これって確かにそのとおりですよね。私自身アップルで何かを買うとき、ただパソコンというモノを買っているだけでなく、「クリエイティブさ」や「先進性」というアップルの世界観にお金を払っているところがあります。つまり、いまの時代、人は「それを買うことで、どんな価値観を纏(まと)えるの?」というところをすごく重視するようになったということだと思うんです。

記事の中で例として挙げられていたのは「無印良品」でした。
少し長いですが、引用します。

「無印良品の無地のTシャツって、機能的にはほかのブランドでもいいはず。何も書いてないわけだし。それでもあえて無印良品を選ぶ、っていうのは、無印を買うことが、『無印的な世界観』に対する『支持の表明』になっているんです。・・・無印良品が売れているのは安くていいからだけではなくて、高級ブランドとある種一緒で、ちゃんと世界観とか、メッセージみたいなものを積極的に打ち出すことで、作り上げたブランドであるというのが大きいです。」

購入という契機はそのブランドの世界観への「支持の表明」でもあるし、支持している「わたし」の価値観の表明でもありますよね。アップルの「クリエイティブさ」に惹かれてMacを購入するわたしはおそらく「クリエイティブに生きたい」という価値観を持っていて、Macを持つことでそれを表明したいんだと思います。

何かを購入する、手に入れる、身に纏(まと)う、体験するなど、これらはすべて「わたし」の価値観を形成・表明する作業なわけです。たまたま購入したTシャツがやたら派手なデザインでナチュラル志向であるわたしの価値観にそぐわないとき、わたしは確かに「すわりの悪さ」や「ちょっとした違和感」を感じるのです。

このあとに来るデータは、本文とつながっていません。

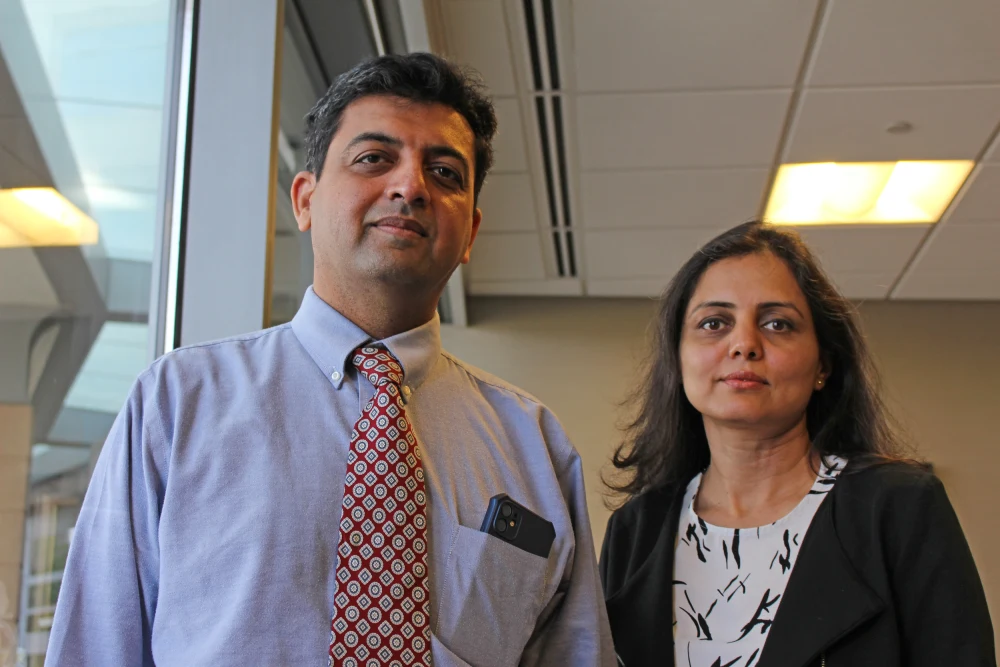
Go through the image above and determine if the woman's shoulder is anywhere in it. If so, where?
[838,459,941,498]
[835,460,952,528]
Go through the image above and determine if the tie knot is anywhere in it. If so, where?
[351,346,403,387]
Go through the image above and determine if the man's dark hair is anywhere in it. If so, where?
[305,53,497,200]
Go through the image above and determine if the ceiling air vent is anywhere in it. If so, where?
[523,0,576,277]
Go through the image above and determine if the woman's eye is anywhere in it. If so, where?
[764,320,792,332]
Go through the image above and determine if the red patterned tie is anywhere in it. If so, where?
[330,347,431,667]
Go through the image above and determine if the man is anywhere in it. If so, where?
[47,54,614,667]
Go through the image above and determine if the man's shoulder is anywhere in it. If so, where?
[441,350,551,412]
[139,324,291,384]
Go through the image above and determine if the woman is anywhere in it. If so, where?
[601,222,996,667]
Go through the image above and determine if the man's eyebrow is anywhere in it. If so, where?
[344,132,403,153]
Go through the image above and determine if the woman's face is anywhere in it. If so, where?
[680,253,827,435]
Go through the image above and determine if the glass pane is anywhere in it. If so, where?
[0,0,174,665]
[269,2,376,326]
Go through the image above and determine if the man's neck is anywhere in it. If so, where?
[313,280,440,340]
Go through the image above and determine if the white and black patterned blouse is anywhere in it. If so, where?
[673,456,847,667]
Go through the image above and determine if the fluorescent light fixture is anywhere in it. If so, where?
[0,188,99,248]
[764,160,974,225]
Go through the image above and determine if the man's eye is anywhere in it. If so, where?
[431,165,462,185]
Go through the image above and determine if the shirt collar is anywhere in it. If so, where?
[292,287,441,390]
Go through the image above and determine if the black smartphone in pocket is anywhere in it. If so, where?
[479,493,556,558]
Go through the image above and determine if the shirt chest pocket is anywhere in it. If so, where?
[432,526,547,667]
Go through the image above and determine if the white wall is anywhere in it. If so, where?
[443,298,1000,628]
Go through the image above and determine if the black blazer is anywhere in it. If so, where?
[601,463,997,667]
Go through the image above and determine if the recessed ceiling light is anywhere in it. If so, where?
[0,188,99,248]
[765,160,974,225]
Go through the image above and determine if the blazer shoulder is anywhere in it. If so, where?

もう一度整理すると、人は価値観を買うし、纏(まと)います。
そして、その価値観でもって、世の中を捉え、日々を暮らしています。

そういった生活者に対して、企業はどう対峙していくべきか。
結局、価値観には価値観で向き合っていくしかないでしょう。つまり、自分たちは何者で、どんな価値観のもと、社会にどんな価値を提供しているのかということを語ることができるかどうか。企業が企業活動を行っている「理由」を生活者は求めているのだと思います。そして、そこにお金を払うのです。これからの時代、企業に求められているのは、一言で言うと「意志」なのかもしれません。